Mr. Spitzer is the founder and past president of Farm to Market, Inc., a nonprofit corporation that operated businesses within the Portland Public Market in order to ensure Maine farmers and food producers ongoing access to the Market’s customers. Experience gained in establishing and running Farm to Market, Inc. provides a further foundation of specialized knowledge to inform Market Ventures’ consulting practice. With his wife, Mr. Spitzer is the owner/operator of Maine’s Pantry, a successful store started within the Portland Public Market that features specialty foods produced in Maine.
In 1991, Mr. Spitzer was a founding principal of Public Market Partners, a tax-exempt, nonprofit organization that worked in partnership with communities to plan, develop, and manage public markets and related projects. He helped create new markets and provided planning assistance to existing markets throughout North America, including the Maxwell Street Market in Chicago, the Dallas Farmers’ Market, and the Reading Terminal Market in Philadelphia. Mr. Spitzer authored the initial redevelopment plan for the North Market in Columbus, which was successfully relocated and expanded. He helped develop and manage the Bronx Sunday Market and the East Harlem Community Market, seasonal, open-air markets located in low income communities in New York City.

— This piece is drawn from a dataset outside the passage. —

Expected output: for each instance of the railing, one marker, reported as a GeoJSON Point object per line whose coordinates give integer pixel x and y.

Prior to co-founding Public Market Partners in 1991, Mr. Spitzer was Associate Director of the Public Market Collaborative, where he co-directed a $350,000 HUD-funded public market technical assistance program and provided assistance to seven cities. He led a consulting team in a major management and design study of the French Market in New Orleans and was the program director and organizer for the first International Public Market Conference. In 1989, he co-founded and chaired the New York Food and Agriculture Network, which lobbied city and state government on food and farming issues relevant to consumers in NYC.
In 1984, Ted Spitzer joined Project for Public Spaces, Inc., an organization dedicated to developing strategies for spurring downtown rebirth through the improvement of public spaces. In 1986-87, Mr. Spitzer conducted extensive research into comprehensive downtown management organizations, which was published by the American Planning Association. Amongst his consulting projects, he worked on projects in Opa Locka, Florida; Hoboken, New Jersey; Pittsfield, Massachusetts; Washington, D.C.; and Brooklyn, New York.